感想のスケッチ
最上階で管理者に支配され労働に従事している料理人たちに穴の最下層で生き残った子供を届ける。これが何を意味するだろうか。管理者に良心はない、あるとしたらそこで働く人たちだ、そこで最上階の彼らに伝言を送る。伝言=子供が最上階に移動していくところで映画は終わる。伝言を受け取ったところで料理人たちは施設の構造を変えられないように思われる。命を犠牲にしてもっとも弱いものを生き延びさせたということ。現実ではこの最も弱く最も低い階級にいる者とは誰だろうか。貧困家庭の子供。途上国の貧困層の子供。彼らが生きるための食料を残さないのは先進諸国の人々である。つまり私たちである。経済的な階級が上の者は下の者の生活など気にしない。この映画ではランダムな階層の移動が行われるが、現実社会ではこれはない。階級は運によってはじめに決定されそこから動くことはない。世代という概念を入れてもいい。下の世代に資源を残すことを私たちは考えているのか?いや上の世代の人々は現に残す気がないじゃないか。利己的に奪い合うだけの分断された良心なき社会。そういう現実を映し出しつつ、良心ある人物を投入して倫理的に良い行動をとらせる。たまたま最も弱い者を助けられる世界にしたいという願望。観客に対して良心を問うようなところもある。

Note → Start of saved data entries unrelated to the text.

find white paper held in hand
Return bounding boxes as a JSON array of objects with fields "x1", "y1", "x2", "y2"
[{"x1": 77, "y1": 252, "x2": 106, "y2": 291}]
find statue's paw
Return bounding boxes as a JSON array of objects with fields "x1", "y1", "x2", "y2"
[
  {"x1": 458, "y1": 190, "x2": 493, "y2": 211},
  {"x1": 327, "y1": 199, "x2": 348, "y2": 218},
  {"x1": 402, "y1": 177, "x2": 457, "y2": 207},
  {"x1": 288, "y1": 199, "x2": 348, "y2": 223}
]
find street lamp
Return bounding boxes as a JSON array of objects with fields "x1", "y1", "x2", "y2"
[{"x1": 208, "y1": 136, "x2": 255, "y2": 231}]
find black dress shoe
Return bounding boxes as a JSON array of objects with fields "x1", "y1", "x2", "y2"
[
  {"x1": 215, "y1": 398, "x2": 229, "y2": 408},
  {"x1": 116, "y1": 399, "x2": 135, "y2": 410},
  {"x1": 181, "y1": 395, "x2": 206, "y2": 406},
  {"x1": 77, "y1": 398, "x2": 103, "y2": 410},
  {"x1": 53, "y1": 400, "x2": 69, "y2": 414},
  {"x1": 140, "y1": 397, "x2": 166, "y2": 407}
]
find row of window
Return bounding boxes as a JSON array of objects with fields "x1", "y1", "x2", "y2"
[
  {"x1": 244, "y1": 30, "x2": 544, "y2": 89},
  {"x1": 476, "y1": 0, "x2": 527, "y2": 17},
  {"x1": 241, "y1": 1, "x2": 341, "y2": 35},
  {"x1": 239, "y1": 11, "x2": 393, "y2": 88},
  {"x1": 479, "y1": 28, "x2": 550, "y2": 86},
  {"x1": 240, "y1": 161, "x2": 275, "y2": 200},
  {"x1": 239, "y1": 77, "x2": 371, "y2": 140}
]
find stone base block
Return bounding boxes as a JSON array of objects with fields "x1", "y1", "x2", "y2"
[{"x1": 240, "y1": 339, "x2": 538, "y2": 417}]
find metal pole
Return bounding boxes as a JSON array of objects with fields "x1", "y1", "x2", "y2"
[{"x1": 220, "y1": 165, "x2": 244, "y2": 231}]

自分はどうか。社会の身近な場所にこの映画で象徴的に示されるような階級も奪い合いもありふれている。少しでも上の階級で得をしたい。奪われるくらいなら奪う側となって生き残りたい。
人間の愚かさがつくりだしている構造として、この映画の垂直の階層構造の施設は捉えられる。利己性、煩悩。こんなクソ社会を支えるために自分は働いているのか?
生活者としての自分がこの映画を見て社会に対して何か行動するかというと、それはないと思う。無力感が先に来る。自分も利己的で現状の社会環境で生き延びようとしているだけのような気がする。自分の生活に余裕があるわけでもないのにどこかの誰かに寄付するとか援助するとかできない。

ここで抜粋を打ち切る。